As we have previously written, enforcing violations of whistleblower rules continue to be an SEC priority. And as indicated by the Monolith action, private companies should be on alert that the SEC is focused on compliance by both public and private companies.
- Amended Marketing Rule Enforcement
- The SEC on September 11 announced it had brought charges against nine registered investment advisers for advertising hypothetical performance to the general public on their websites without adopting and/or implementing policies and procedures, in violation of amended Investment Advisers Act Rule 206(4)-1, also known as the marketing rule. The firms consented to cease-and-desist orders and censures. They also agreed not to advertise hypothetical performance without having the requisite policies and procedures and to pay civil penalties ranging from $50,000 to $175,000.
- Previously, on August 21, the SEC had announced charges against FinTech investment adviser Titan Global Capital Management USA LLC for allegedly violating the amended marketing rule by using hypothetical performance metrics in advertisements that were misleading – specifically by advertising “annualized” performance results as high as 2,700% for its Titan Crypto strategy. Titan consented to a cease-and-desist order and censure and agreed to pay a total of $1,042,454 in disgorgement, interest and penalties.
The SEC’s quick crackdown on noncompliance with the marketing rule should be a wake-up call for investment advisers, according to an advisory from law firm Arnold & Porter.
“Given that the Marketing Rule has been in effect for less than a year, it is notable that the SEC has already announced settlements with findings related to failures to comply with the rule,” the advisory said. “This enforcement activity shows that the SEC does not intend to provide the investment management industry with a de facto grace period to adapt to the new rules.”
- Misstatements on ESG Investments
- On September 25, the SEC announced that it had charged Deutsche Bank subsidiary DWS Investment Management Americas Inc. with making misstatements regarding its environmental, social and governance (ESG) investment process. DWS settled the charges by consenting to a cease-and-desist order and censure and agreeing to pay a $19 million penalty.
According to The Wall Street Journal, this is one of the first cases in which the SEC has questioned ESG claims by money managers. Former SEC lawyer Kurt Gottschall told Responsible Investor that more penalties in the “eight-figure range” are likely for ESG violations going forward.
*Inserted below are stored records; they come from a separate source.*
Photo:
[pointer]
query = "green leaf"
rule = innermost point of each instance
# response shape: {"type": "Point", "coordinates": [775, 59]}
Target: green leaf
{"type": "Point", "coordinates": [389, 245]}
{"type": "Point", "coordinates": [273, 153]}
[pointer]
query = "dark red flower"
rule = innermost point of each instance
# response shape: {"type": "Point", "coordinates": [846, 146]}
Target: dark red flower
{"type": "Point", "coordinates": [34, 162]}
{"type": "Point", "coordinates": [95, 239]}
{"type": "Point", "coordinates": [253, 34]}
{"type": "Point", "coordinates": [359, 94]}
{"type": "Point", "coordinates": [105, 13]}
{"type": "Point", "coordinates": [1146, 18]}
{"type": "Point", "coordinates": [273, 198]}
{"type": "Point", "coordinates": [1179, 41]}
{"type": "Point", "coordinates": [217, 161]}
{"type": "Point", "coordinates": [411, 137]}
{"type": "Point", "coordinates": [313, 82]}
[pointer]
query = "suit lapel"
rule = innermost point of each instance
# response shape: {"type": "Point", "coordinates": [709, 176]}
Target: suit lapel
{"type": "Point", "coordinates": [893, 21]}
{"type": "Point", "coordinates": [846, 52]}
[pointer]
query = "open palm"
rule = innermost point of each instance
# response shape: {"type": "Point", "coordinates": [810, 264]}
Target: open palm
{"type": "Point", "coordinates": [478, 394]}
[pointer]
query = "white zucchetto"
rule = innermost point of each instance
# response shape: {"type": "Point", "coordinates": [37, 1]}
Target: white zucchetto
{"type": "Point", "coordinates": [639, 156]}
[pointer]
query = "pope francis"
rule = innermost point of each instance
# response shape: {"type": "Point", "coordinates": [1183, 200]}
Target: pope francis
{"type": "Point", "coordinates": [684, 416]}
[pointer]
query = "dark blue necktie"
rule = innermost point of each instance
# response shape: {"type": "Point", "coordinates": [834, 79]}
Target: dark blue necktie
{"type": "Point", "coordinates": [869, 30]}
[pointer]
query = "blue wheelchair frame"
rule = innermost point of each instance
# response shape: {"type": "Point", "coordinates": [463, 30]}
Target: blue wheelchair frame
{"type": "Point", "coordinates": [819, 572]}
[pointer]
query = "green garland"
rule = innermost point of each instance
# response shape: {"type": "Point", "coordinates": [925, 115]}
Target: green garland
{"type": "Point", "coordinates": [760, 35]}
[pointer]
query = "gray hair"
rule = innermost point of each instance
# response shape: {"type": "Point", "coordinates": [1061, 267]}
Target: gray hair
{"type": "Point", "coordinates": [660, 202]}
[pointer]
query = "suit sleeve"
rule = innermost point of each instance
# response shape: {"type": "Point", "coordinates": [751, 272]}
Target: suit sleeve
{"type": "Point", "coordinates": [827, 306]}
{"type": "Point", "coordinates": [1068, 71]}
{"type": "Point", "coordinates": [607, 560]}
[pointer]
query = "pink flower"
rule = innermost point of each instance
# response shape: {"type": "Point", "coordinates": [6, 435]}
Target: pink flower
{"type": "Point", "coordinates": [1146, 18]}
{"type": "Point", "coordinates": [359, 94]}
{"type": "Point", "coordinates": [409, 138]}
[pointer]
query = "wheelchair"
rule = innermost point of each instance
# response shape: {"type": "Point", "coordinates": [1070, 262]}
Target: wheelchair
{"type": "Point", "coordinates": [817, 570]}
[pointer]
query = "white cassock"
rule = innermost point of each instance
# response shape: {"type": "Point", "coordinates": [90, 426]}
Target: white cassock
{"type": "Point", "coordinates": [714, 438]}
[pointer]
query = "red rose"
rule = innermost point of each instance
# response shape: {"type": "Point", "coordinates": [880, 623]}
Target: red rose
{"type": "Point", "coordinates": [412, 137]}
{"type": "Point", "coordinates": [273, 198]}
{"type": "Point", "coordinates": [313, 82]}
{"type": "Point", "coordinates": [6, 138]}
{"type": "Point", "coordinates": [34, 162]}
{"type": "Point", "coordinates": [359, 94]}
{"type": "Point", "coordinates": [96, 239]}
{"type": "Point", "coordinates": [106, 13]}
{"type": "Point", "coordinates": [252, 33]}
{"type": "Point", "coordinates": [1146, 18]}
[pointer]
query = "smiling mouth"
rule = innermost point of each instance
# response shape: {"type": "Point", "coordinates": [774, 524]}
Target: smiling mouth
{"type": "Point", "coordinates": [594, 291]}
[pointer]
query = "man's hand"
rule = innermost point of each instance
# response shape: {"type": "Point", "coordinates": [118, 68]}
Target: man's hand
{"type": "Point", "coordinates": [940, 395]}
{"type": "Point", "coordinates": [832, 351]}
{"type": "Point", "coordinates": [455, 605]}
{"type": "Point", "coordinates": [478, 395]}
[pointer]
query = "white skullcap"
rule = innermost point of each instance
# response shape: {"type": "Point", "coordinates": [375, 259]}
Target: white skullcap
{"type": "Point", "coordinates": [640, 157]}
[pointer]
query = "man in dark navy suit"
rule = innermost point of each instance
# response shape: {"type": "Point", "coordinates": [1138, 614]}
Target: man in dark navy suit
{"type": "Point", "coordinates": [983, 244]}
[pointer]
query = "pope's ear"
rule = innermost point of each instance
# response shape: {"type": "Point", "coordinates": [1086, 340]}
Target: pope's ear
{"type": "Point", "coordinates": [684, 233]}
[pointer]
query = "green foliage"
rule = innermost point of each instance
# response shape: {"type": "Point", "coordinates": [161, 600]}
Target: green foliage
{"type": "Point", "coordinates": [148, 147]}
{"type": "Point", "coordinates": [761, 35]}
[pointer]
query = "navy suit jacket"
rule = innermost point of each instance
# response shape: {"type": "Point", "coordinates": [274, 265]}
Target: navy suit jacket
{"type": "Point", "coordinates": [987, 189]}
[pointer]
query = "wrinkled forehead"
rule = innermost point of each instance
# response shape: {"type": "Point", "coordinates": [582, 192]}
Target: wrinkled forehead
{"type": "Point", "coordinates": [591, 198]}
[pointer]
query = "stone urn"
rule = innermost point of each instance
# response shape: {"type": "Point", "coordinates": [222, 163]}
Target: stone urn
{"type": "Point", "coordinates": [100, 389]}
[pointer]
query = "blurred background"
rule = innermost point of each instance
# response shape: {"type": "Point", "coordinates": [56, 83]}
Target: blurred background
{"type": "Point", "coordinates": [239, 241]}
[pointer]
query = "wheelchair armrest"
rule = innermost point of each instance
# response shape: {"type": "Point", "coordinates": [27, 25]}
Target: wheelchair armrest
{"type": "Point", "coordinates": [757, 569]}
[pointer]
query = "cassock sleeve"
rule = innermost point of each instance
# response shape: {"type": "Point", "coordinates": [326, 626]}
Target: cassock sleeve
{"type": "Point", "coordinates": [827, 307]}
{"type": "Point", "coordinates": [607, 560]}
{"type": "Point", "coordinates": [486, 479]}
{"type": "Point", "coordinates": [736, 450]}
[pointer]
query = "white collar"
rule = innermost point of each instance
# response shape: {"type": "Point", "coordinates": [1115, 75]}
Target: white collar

The SEC’s action on misstatements comes on the heels of the agency approving a “greenwashing” rule for misleading fund names — an indication that enforcement of deceptive practices will be an SEC priority.
As we head down the home stretch of 2023 and into 2024, the SEC’s enforcement priorities will likely shift once again. But until they do, companies would do well to make sure they are buttoned-up in these four areas, which are squarely in the Commission’s crosshairs.